Peter Berg’s fact-based drama lands in theaters on Friday

Deepwater Horizon_Wahlberg

On April 20, 2010, the Deepwater Horizon oil rig exploded, killing 11 people and leaking millions of barrels of oil into the Gulf of Mexico.

The first film about the incident, Lionsgate/Summit’s “Deepwater Horizon,” starring Mark Wahlberg, hits theaters this weekend. While there’s always a certain amount of Hollywood burnishing on any film based on a true story, it’s helpful to know what really happened — and how a piece of cement played such a crucial role in the tragedy.

According to the U.S. Chemical Safety Board’s final report dated April 12, 2016, which builds on four earlier volumes, one of the biggest disasters in environmental history could have been prevented by nothing more than a properly installed cement plug.

The problem began when the crew of the Deepwater Horizon — an offshore drilling rig owned by Transocean and leased to BP — was in the final stages of abandoning the well so that oil and gas could be extracted later by a different type of rig.

That involved testing a cement barrier that was intended to cap the well, followed by removing some of the drilling mud — a viscous fluid used to drill for oil and gas — in the well. It didn’t go as planned.

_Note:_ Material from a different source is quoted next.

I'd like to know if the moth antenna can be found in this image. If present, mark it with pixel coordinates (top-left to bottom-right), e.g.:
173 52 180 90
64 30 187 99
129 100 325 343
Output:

“BP and Transocean personnel misinterpreted a test to assess cement barrier integrity, leading them to erroneously believe that the hydrocarbon bearing zone at the bottom of the well had been sealed,” the investigators wrote in the chemical safety board’s report.

When the rig’s crew removed the drilling mud so that they could install an additional cement barrier, the open blowout preventer — a large, complex valve intended to do exactly what its name indicates — was the only thing standing between the oil and gas beneath the seafloor and the rig. The preventer would only work if humans detected the “kick” — oil and/or gas flowing upward through the bore, and manually closed it.

It stayed open for nearly an hour without anyone detecting the problem, as oil and gas flowed past the faulty cement barrier and up to the rig. Workers then manually activated it and closed a pipe ram, temporarily sealing the well. While the pressure below the ram continued to increase, it fell above the ram as mud, hydrocarbons and seawater dumped onto the rig.

As a result, investigators believe that the differential pressure caused the pipe to buckle and move off-center within the preventer.

Worse yet, a backup or “deadman” system activated — despite multiple electrical problems — but failed to stop the flow. “The safety critical systems responsible for shearing drillpipe in emergency situations had performance deficiencies even before the [open blowout preventer] was deployed,” the report said.

Because the pipe was not centered, the ram punctured the pipe but did not seal the well. So oil and gas continued to flow out — eventually adding up to more than 4.9 million barrels until it was finally cut off after 85 days.

All of that ecological and economic devastation might not have happened if that first cement barrier had been installed properly.

“If either the bottom hole cement job had been successful or the [blowout preventer] had functioned that day, the blowout could have been avoided,” the report concluded.